Relativamente al denunciato vizio di motivazione, poi difetta la indicazione del fatto controverso, intesa quale sintesi riassuntiva, simile al quesito di diritto, delle ragioni che rendono, in caso d’insufficienza, inidonea la motivazione a giustificare la decisione, in caso di omissione, decisivo il difetto di motivazione e in caso di contraddittorietà, non coerente la motivazione (cfr. Cass. 25 febbraio 2009 n. 4556, Cass. S.U. 18 giugno 2008 n. 16528 e Cass. S.U. 1 ottobre 2007 n. 2063).

Nè può sottacersi che l’inammissibilità del ricorso appare soluzione obbligata pur se si consideri che i quesiti sopra esaminati non danno in alcun modo spazio – non facendone alcun riferimento – alle argomentazioni che hanno supportato la sentenza impugnata, sia nell’escludere che le concessioni di viaggio spettassero a coloro che non avevano maturato l’anzianità di servizio di cui al D.M. 15 aprile 1987, n. 73, art. 8 sia nell’affermare, in modo corretto sul piano logico-giuridico, che i connotati della concessione ne escludevano strutturalmente la corrispettività con la prestazione lavorativa.

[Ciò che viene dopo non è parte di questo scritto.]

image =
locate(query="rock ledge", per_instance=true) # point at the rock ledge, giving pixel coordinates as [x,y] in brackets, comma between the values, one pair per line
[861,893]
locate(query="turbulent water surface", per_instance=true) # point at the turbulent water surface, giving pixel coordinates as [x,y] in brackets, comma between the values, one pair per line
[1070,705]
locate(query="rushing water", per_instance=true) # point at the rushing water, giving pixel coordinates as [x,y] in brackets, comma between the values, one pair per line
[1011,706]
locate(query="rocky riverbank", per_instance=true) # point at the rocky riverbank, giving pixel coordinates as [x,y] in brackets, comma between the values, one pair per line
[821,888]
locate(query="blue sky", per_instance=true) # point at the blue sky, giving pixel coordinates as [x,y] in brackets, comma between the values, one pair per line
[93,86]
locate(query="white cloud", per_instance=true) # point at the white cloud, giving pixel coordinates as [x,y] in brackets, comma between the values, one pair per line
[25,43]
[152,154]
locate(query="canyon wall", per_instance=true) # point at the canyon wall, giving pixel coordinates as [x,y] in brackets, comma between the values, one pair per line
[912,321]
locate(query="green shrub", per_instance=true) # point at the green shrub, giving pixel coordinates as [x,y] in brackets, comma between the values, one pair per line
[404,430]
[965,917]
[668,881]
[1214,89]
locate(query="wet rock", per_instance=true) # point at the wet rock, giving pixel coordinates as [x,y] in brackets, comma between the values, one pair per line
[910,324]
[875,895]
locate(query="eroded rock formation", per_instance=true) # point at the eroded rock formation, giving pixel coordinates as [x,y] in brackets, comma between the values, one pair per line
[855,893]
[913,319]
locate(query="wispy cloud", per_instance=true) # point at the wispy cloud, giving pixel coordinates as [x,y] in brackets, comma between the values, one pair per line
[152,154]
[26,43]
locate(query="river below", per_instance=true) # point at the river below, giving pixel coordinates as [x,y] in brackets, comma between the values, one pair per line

Sulla base delle esposte considerazioni, pertanto, il ricorso va dichiarato inammissibile.

Le spese del giudizio di legittimità seguono la soccombenza.

P.Q.M.

La Corte dichiara inammissibile il ricorso e condanna il ricorrente al pagamento delle spese del giudizio di legittimità in Euro 50,00 per esborsi, oltre Euro 3.000,00 per onorario ed accessori di legge.

Così deciso in Roma, nella camera di consiglio, il 9 novembre 2011.